Background: Primary phakic rhegmatogenous retinal detachment (RRD) without posterior vitreous detachment (PVD) represents a unique clinical entity that behaves differently from RRD associated with PVD. While previous studies have reported the long term findings in the fellow eye of patients with RRD and PVD, the outcome of the fellow eye of patients with RRD without PVD is not known.

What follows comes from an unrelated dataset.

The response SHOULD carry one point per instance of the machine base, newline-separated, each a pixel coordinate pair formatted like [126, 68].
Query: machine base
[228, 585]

Methods: Consecutive patients with RRD not associated with PVD were studied retrospectively. The authors evaluated the fellow eye for retinal detachment or other vision threatening pathology.

Results: 27 patients (mean age 32 years) were studied with follow up of between 9 and 326 months (mean 111 months). 24 (89%) were myopic. Bilateral retinal detachment occurred in eight patients (30%). On initial examination, 17 patients (63%) had retinal findings (including lattice degeneration, atrophic holes, and/or cystic retinal tufts) in the fellow eye that might predispose them to retinal detachment. 14 vision threatening events or diagnoses occurred (nine of which were rhegmatogenous in nature) in the fellow eye including eight retinal detachments, one traumatic PVD without retinal tears, one retinal tear after PVD, one diagnosis of pigmentary glaucoma needing trabeculectomy, two visually significant cataracts, and one diagnosis of chorioretinitis. 23 patients (85%) maintained visual acuity better than 20/50, with most retaining 20/20 vision in the fellow eye.

Conclusions: Patients who experience RRD without PVD are at risk of developing vision threatening events in the contralateral eye and, as such, the fellow eye should be followed carefully.